Forum Moderators: open
I submitted the home.asp page to google manually because I was worried about the flash intro. This may be why it is being spidered and the rest aren't? I manually submitted 2 more pages this morning to test this theory, but obviously I'm yet to see if they'll been spidered.
Thanks.
[webmasterworld.com...]
Myself, I have several forms on my site and the form pages (.php) have been added to the Google index despite being excluded in the robots.txt file. Just the URL's are showing for the scripted php pages, no title or description (they don't have either).
I feel that Googlebot does rip URL's out of forms and javascripts and sticks them in the index whether we want them to or not. Googleguy said recently that they will index pages that are linked to even if they are excluded by the robots.txt file, but they will not show the title and description.
This would be simpler if someone took a look at the site in question, Glenn Murray, please sticky me your web address and I'll have a look.
As for forms, it would make absolutely no sense for Google to follow a form. In most cases, you would have to fill out a form to get correct results.
Let's take a really simple form, here's one [google.com...]
The spider would have no way to know what to put in that field to get back useable information. It returns different information for each thing that you enter in the form. And if you enter nothing, many forms only return an error page. Not exacly useful information for a search engine to index.
If you have a form result page in the index, there is probably a link from someone to that specific result. Like if you put in a link to [google.com...]
I may be off base here but if you do a search for your missing url without using the preceding "www." do you get any results? If so, I think this may indicate a penalty.
I've discovered in some searches that there are often pages in the results which show only the URL without "www." before them. However, if you perform a search for the same URL with the "www.", you will get the same message, "Sorry, no information is available for the URL www....". The page is actually still in the index ... but may have been penalized for whatever reason.
I just noticed this as recenly as yesterday for several of my own pages. Not sure if its an actual penalty or not though. I just changed my hosting company and the site was down for a while. (Not a smooth transition) So I don't know if that is what caused it or not and no way to find out except to give it some time to see if the robots pick up the missing pages.
Perhaps GG or another Google rep can help with an answer here? No problems with any of the other engines on those missing pages, so its a bit of a mystery.

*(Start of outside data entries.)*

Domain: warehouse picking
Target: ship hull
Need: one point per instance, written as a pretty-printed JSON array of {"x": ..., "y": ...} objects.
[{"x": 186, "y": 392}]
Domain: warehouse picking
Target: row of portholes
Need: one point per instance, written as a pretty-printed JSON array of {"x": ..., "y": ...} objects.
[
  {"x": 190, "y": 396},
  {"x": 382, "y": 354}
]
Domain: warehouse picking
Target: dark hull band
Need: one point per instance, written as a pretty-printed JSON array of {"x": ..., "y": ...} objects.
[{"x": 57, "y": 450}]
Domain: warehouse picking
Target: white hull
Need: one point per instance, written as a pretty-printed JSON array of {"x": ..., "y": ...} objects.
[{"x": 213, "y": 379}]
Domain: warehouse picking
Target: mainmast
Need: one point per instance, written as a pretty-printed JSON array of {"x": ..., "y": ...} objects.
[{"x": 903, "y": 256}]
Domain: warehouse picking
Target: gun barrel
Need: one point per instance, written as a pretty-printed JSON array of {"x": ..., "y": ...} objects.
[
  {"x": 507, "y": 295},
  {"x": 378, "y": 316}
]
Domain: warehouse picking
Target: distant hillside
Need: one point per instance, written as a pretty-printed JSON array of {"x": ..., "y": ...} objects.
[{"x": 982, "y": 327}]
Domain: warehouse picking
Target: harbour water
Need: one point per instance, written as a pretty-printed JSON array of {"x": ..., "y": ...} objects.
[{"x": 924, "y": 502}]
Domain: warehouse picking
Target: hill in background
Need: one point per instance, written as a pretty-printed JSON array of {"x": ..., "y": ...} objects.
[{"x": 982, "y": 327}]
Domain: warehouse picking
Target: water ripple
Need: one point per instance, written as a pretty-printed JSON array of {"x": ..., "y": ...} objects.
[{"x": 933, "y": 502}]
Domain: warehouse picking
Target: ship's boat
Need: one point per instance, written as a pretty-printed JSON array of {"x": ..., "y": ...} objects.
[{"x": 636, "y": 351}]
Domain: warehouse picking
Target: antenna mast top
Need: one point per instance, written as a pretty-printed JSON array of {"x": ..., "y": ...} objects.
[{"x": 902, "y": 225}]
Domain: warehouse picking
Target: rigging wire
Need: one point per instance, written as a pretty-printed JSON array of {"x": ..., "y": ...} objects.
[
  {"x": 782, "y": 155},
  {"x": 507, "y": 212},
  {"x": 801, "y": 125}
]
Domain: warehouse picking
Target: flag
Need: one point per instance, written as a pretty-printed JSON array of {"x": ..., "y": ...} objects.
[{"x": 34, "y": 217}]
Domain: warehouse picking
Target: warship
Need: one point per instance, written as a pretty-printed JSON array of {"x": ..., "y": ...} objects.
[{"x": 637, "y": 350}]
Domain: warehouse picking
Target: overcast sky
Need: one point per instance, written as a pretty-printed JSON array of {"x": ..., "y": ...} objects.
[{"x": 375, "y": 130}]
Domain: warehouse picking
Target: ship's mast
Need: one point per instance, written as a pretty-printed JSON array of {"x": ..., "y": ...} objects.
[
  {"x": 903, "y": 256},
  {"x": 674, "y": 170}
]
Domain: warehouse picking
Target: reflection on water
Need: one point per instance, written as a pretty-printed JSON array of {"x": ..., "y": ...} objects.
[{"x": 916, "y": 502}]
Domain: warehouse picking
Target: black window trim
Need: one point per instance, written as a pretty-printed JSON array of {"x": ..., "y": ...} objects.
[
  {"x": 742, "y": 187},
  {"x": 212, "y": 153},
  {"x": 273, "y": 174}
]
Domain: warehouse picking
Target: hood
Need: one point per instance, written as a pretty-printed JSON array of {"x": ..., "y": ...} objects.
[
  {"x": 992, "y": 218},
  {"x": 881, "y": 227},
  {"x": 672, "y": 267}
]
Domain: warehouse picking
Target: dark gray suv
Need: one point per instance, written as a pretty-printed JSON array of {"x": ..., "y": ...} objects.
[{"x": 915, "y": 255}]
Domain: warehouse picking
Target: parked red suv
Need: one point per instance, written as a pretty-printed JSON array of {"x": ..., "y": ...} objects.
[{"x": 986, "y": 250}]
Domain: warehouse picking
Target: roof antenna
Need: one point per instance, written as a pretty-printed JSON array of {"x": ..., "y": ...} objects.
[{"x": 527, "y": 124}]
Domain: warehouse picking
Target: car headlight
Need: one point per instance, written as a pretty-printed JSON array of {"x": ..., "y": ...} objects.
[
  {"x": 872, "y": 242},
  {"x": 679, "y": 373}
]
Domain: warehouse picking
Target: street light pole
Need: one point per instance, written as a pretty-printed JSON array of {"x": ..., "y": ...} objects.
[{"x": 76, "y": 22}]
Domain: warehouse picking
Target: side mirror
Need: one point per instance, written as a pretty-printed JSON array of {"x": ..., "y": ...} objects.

I have 92 pages showing in the index where all of the pages in the site were indexed a month ago. I'm as confused as you!
Thanks for the suggestion - I learned something from it. However (perhaps fortunately), a search without the www returns nothing, so it doesn't look like that's it. Mike tells me that it might be the fact that our urls are dynamic and use "id=****" etc. to identify the topics. He suggested using "page=xxx" instead. We're changing this. He also suggested adding a site map and we're doing this too.
Fingers crossed.
Cheers.